![]() |
Doc. Istimewa |
Araaita.com - Pemilu raya mahasiswa UINSA 2018 yang berlangsung pada Rabu (2/5)
di belakang gedung Twin Tower dan dimenangkan oleh pasangan calon (paslon) no
urut. 2 Afif Ghulam Irfani dan M. Hasan Basri dinyatakan cacat hukum.
Hal itu disebabkan proses dan terbitnya
Surat Keputusan (SK) Senat Mahasiswa (SEMA) UINSA pada tanggal 09 April
2018 Nomer: 136/KPTS/UINSA/A/IV/2018
tentang syarat dan ketentuan pendaftaran terbuka anggota Komisi Pemilihan Umum
Raya Mahasiswa UINSA ada indikasi pemalsuan Tanda tangan.
Selain daripada itu, SK yang keluarkan oleh
SEMA pada tanggal 13 April 2018 tentang hasil tes interview calon anggota
Kopurwa nomer : 1.001/137/KPTS/SEMA/A/IV/2018 juga ada indikasi pemalsuan tanda
tangan pada sekretaris.
Terbukti, dengan pernyataan yang
dikeluarkan oleh Sulton Arifin sebagai sekretaris dalam SK tersebut mengatakan,
bahwa dirinya tidak pernah tanda tangan sama sekali dalam proses PEMILU Raya
Mahasiswa 2018. "Pada intinya, saya tidak pernah tanda tangan samasekali
terkait dengan proses Pemilu Raya ini," terangnya saat dikonfirmasi oleh wartawan araaita.com.

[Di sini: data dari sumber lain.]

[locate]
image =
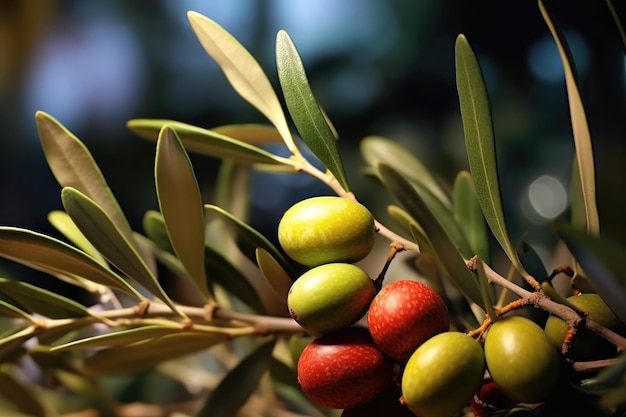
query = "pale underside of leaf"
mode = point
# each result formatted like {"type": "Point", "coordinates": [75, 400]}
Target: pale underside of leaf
{"type": "Point", "coordinates": [73, 166]}
{"type": "Point", "coordinates": [580, 127]}
{"type": "Point", "coordinates": [180, 203]}
{"type": "Point", "coordinates": [243, 72]}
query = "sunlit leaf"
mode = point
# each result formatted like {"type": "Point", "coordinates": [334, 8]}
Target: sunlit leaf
{"type": "Point", "coordinates": [94, 223]}
{"type": "Point", "coordinates": [145, 354]}
{"type": "Point", "coordinates": [207, 142]}
{"type": "Point", "coordinates": [249, 239]}
{"type": "Point", "coordinates": [73, 166]}
{"type": "Point", "coordinates": [21, 395]}
{"type": "Point", "coordinates": [580, 127]}
{"type": "Point", "coordinates": [64, 224]}
{"type": "Point", "coordinates": [223, 272]}
{"type": "Point", "coordinates": [480, 144]}
{"type": "Point", "coordinates": [238, 384]}
{"type": "Point", "coordinates": [117, 338]}
{"type": "Point", "coordinates": [378, 149]}
{"type": "Point", "coordinates": [446, 250]}
{"type": "Point", "coordinates": [276, 276]}
{"type": "Point", "coordinates": [469, 216]}
{"type": "Point", "coordinates": [180, 202]}
{"type": "Point", "coordinates": [603, 262]}
{"type": "Point", "coordinates": [305, 110]}
{"type": "Point", "coordinates": [50, 255]}
{"type": "Point", "coordinates": [243, 72]}
{"type": "Point", "coordinates": [33, 299]}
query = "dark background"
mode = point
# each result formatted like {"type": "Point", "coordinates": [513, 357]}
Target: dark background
{"type": "Point", "coordinates": [377, 67]}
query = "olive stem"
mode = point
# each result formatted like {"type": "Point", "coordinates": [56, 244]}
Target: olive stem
{"type": "Point", "coordinates": [539, 299]}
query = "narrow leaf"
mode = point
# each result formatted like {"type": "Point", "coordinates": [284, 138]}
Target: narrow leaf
{"type": "Point", "coordinates": [580, 127]}
{"type": "Point", "coordinates": [38, 300]}
{"type": "Point", "coordinates": [238, 384]}
{"type": "Point", "coordinates": [73, 166]}
{"type": "Point", "coordinates": [378, 149]}
{"type": "Point", "coordinates": [145, 354]}
{"type": "Point", "coordinates": [446, 250]}
{"type": "Point", "coordinates": [480, 144]}
{"type": "Point", "coordinates": [469, 216]}
{"type": "Point", "coordinates": [276, 276]}
{"type": "Point", "coordinates": [180, 202]}
{"type": "Point", "coordinates": [243, 72]}
{"type": "Point", "coordinates": [223, 272]}
{"type": "Point", "coordinates": [305, 110]}
{"type": "Point", "coordinates": [64, 224]}
{"type": "Point", "coordinates": [603, 262]}
{"type": "Point", "coordinates": [118, 338]}
{"type": "Point", "coordinates": [249, 239]}
{"type": "Point", "coordinates": [50, 255]}
{"type": "Point", "coordinates": [207, 142]}
{"type": "Point", "coordinates": [94, 223]}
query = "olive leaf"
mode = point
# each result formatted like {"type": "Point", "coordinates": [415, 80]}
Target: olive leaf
{"type": "Point", "coordinates": [305, 110]}
{"type": "Point", "coordinates": [446, 250]}
{"type": "Point", "coordinates": [580, 127]}
{"type": "Point", "coordinates": [64, 224]}
{"type": "Point", "coordinates": [94, 223]}
{"type": "Point", "coordinates": [480, 144]}
{"type": "Point", "coordinates": [222, 271]}
{"type": "Point", "coordinates": [33, 299]}
{"type": "Point", "coordinates": [207, 142]}
{"type": "Point", "coordinates": [249, 239]}
{"type": "Point", "coordinates": [238, 384]}
{"type": "Point", "coordinates": [243, 72]}
{"type": "Point", "coordinates": [73, 166]}
{"type": "Point", "coordinates": [378, 149]}
{"type": "Point", "coordinates": [602, 260]}
{"type": "Point", "coordinates": [50, 255]}
{"type": "Point", "coordinates": [145, 354]}
{"type": "Point", "coordinates": [469, 216]}
{"type": "Point", "coordinates": [180, 202]}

Apa yang dilakukan oleh Senat Mahasiswa
ataupun bahkan oknom yang mengaku jadi SEMA UINSA terkait dengan penerbitan SK
palsu dan tanda tangan palsu ini melanggar Kode Etik Mahasiswa (KEM) pada pasal
11 tentang Larangan mahasiswa. Dalam pasal tersebut dikatakan, jika ditemukan
adanya pemalsuan tanda tangan yang dilakukan oleh mahasiswa, maka mahasiswa
tersebut akan dikenakan sanksi berupa skorsing selama satu semester.

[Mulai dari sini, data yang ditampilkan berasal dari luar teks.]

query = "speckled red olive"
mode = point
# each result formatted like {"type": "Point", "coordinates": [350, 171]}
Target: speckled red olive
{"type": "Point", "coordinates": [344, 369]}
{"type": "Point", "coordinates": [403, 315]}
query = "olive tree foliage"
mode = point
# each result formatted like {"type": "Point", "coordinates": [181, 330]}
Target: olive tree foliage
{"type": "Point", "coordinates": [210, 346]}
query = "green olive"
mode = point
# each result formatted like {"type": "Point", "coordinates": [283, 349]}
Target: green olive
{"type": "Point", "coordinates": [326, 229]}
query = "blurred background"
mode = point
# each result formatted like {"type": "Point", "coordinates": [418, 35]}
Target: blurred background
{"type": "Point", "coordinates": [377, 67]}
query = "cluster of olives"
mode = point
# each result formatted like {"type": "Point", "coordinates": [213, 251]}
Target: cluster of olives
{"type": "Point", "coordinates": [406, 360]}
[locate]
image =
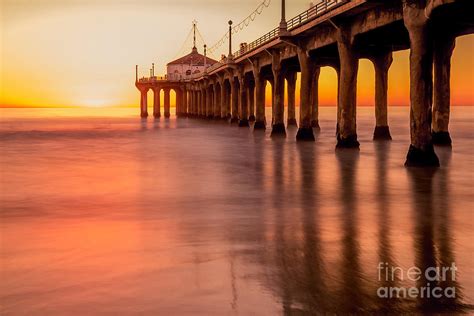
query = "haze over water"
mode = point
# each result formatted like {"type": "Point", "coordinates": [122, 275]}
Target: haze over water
{"type": "Point", "coordinates": [118, 215]}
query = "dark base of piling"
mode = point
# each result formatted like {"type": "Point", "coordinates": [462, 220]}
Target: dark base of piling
{"type": "Point", "coordinates": [315, 124]}
{"type": "Point", "coordinates": [305, 134]}
{"type": "Point", "coordinates": [278, 130]}
{"type": "Point", "coordinates": [421, 158]}
{"type": "Point", "coordinates": [382, 133]}
{"type": "Point", "coordinates": [292, 122]}
{"type": "Point", "coordinates": [234, 120]}
{"type": "Point", "coordinates": [259, 125]}
{"type": "Point", "coordinates": [442, 138]}
{"type": "Point", "coordinates": [244, 123]}
{"type": "Point", "coordinates": [349, 142]}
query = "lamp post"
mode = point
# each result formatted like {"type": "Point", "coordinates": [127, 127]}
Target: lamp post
{"type": "Point", "coordinates": [230, 40]}
{"type": "Point", "coordinates": [283, 25]}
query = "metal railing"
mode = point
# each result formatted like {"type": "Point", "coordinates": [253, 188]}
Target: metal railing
{"type": "Point", "coordinates": [303, 18]}
{"type": "Point", "coordinates": [257, 43]}
{"type": "Point", "coordinates": [312, 13]}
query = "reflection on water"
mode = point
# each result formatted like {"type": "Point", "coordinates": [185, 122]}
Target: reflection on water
{"type": "Point", "coordinates": [122, 215]}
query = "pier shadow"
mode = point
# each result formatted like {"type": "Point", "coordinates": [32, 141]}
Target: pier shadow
{"type": "Point", "coordinates": [384, 222]}
{"type": "Point", "coordinates": [433, 241]}
{"type": "Point", "coordinates": [352, 296]}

Atas tindakan pemalsuan SK dan tanda tangan
tersebut, Ahmad salah satu Mahasiswa Fakultas Dakwah dan Komunikasi (FDK) UINSA
meminta kepada pihak birokrasi kampus utamanya dewan kehormatan UINSA dan
Satuan Pengawas Internal (SPI) untuk segera menindak lanjuti dan bersikap tegas
terkait adanya pelanggaran ini. Sebab, menurut Ahmad, apa yang dilakukan oleh
SEMA UINSA atau oknom - oknomnya ini merugikan banyak mahasiswa dan juga
merugikan uang negara.
"Dengan terbitnya SK palsu tersebut
banyak kemudian mahasiswa yang dirugikan. Termasuk pula ada beberapa mahasiswa
yang mendaftar jadi anggota KOPURWA tidak diterima. Selain itu, akibat
pemalsuan SK dan TTD tersebut, proses dan tahapan Pemilu Raya tetap berjalan sampai
pemilihan dan tentu juga ini memakai anggaran dari kampus. Sehingga, hal ini juga
masuk pada kategori pelanggaran," tutur Ahmad.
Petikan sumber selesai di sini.